Progressive Professor: My Progressive Students Terrify Me

David Jones/PA Wire URN:21969286/AP
File Photo: David Jones/PA Wire URN:21969286/AP

A progressive professor says his students have become enamored of a simplistic social justice politics that makes every discussion personal and therefore a potential “threat” to their identity.

At the heart of the Vox article is the claim that something has changed on campus. In the past a student complaint about political bias would have been handled perfunctorily. The complaint would be acknowledged and then it would be ignored. But times are changing. With an increasing focus on social justice and identity politics, students now take every disagreement personally and professors feel pressure to avoid giving any offense, intended or not:

This new understanding of social justice politics resembles what University of Pennsylvania political science professor Adolph Reed Jr. calls a politics of personal testimony, in which the feelings of individuals are the primary or even exclusive means through which social issues are understood and discussed. Reed derides this sort of political approach as essentially being a non-politics, a discourse that “is focused much more on taxonomy than politics [which] emphasizes the names by which we should call some strains of inequality [ … ] over specifying the mechanisms that produce them or even the steps that can be taken to combat them.” Under such a conception, people become more concerned with signaling goodness, usually through semantics and empty gestures, than with actually working to effect change.

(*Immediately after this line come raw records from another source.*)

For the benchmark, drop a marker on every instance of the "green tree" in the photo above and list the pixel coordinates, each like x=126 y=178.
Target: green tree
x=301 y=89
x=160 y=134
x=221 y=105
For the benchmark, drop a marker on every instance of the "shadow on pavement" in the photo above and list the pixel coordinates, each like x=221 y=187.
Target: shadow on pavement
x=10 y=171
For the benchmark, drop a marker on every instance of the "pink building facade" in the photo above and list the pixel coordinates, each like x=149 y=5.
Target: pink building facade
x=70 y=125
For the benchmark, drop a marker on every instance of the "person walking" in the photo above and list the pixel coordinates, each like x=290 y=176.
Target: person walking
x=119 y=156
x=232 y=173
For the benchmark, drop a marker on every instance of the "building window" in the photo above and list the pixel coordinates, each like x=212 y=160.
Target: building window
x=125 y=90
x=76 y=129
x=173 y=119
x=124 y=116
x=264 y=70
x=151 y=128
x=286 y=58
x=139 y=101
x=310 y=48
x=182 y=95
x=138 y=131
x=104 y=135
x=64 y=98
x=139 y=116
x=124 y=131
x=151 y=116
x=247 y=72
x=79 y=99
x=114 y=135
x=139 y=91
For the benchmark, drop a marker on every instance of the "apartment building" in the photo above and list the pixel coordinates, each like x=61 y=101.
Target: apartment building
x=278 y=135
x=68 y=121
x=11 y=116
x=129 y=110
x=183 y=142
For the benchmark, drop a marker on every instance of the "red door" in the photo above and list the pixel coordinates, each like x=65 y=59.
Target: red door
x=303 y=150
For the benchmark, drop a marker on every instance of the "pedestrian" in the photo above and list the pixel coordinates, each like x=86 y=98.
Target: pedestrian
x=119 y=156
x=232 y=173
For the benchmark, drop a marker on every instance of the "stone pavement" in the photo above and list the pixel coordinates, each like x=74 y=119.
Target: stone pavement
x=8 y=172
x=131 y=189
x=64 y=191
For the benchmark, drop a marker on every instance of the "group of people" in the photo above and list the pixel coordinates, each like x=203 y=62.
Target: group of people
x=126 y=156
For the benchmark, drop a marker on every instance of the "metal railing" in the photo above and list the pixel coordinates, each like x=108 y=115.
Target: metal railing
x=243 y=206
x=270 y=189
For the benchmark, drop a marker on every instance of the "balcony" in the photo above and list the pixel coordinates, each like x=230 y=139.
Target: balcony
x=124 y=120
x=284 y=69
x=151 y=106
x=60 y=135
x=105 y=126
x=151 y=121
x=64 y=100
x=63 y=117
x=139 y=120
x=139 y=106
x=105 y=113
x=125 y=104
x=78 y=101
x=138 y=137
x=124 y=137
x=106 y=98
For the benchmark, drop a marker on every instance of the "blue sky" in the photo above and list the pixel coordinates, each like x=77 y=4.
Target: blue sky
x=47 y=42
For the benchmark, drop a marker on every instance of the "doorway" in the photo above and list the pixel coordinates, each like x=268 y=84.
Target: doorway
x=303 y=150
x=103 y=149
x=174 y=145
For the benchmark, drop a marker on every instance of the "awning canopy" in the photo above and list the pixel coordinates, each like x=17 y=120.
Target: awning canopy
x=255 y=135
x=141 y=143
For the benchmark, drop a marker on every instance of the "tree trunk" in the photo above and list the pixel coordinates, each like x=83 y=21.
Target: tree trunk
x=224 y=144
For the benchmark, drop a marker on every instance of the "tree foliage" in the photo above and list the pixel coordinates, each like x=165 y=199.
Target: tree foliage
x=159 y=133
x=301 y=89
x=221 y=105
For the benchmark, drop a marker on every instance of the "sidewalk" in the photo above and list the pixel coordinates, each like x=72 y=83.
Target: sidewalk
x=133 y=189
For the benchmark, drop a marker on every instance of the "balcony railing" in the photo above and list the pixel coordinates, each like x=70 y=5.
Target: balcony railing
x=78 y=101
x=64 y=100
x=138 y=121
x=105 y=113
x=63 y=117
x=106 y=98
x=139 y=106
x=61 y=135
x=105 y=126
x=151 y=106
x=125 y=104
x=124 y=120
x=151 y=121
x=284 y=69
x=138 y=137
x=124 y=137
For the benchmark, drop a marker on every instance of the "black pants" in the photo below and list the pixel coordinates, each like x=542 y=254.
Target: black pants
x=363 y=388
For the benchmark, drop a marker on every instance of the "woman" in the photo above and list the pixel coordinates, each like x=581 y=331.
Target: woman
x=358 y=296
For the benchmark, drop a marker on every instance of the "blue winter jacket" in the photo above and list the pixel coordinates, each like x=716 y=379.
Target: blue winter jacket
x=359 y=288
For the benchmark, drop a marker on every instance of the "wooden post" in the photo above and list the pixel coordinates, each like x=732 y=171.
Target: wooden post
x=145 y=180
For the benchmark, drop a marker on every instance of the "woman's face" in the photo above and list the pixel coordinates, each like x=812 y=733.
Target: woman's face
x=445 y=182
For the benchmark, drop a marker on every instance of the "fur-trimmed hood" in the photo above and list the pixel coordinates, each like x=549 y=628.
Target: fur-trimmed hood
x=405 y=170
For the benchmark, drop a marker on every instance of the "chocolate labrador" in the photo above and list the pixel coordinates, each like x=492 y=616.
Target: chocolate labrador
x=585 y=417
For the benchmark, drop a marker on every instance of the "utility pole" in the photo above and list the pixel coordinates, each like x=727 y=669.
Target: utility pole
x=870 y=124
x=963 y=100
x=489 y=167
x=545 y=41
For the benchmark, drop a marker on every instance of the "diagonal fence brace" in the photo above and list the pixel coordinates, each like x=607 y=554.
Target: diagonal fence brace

Herein lies the folly of oversimplified identity politics: while identity concerns obviously warrant analysis, focusing on them too exclusively draws our attention so far inward that none of our analyses can lead to action.  Rebecca Reilly Cooper, a political philosopher at the University of Warwick, worries about the effectiveness of a politics in which “particular experiences can never legitimately speak for any one other than ourselves, and personal narrative and testimony are elevated to such a degree that there can be no objective standpoint from which to examine their veracity.” Personal experience and feelings aren’t just a salient touchstone of contemporary identity politics; they are the entirety of these politics. In such an environment, it’s no wonder that students are so prone to elevate minor slights to protestable offenses.

The author’s description of this new behavior on campus is in line with other recent pieces on the same topic. What’s new here is an attempt to offer a functional criticism of the behavior. Ultimately, the author seems stuck within the collective bubble which fostered this insular thinking in the first place.

Compare the number of web articles surrounding the supposed problematic aspects of the newest Avengers movie with those complaining about, say, the piecemeal dismantling of abortion rights. The former outnumber the latter considerably, and their rhetoric is typically much more impassioned and inflated. I’d discuss this in my classes — if I weren’t too scared to talk about abortion.

In other words, this isn’t bad because it infantilizes students and turns them into hypersensitive speech monitors who stifle real debate. It’s bad because it hampers them from winning other, more important progressive battles. The author returns to this idea in his conclusion, “This is terrifying. No one will ever accept that. And if that becomes a salient part of liberal politics, liberals are going to suffer tremendous electoral defeat.”

If “electoral defeat” for progressives is the worst outcome you can foresee from making emotive identity politics the core of education, perhaps you’ve missed the point.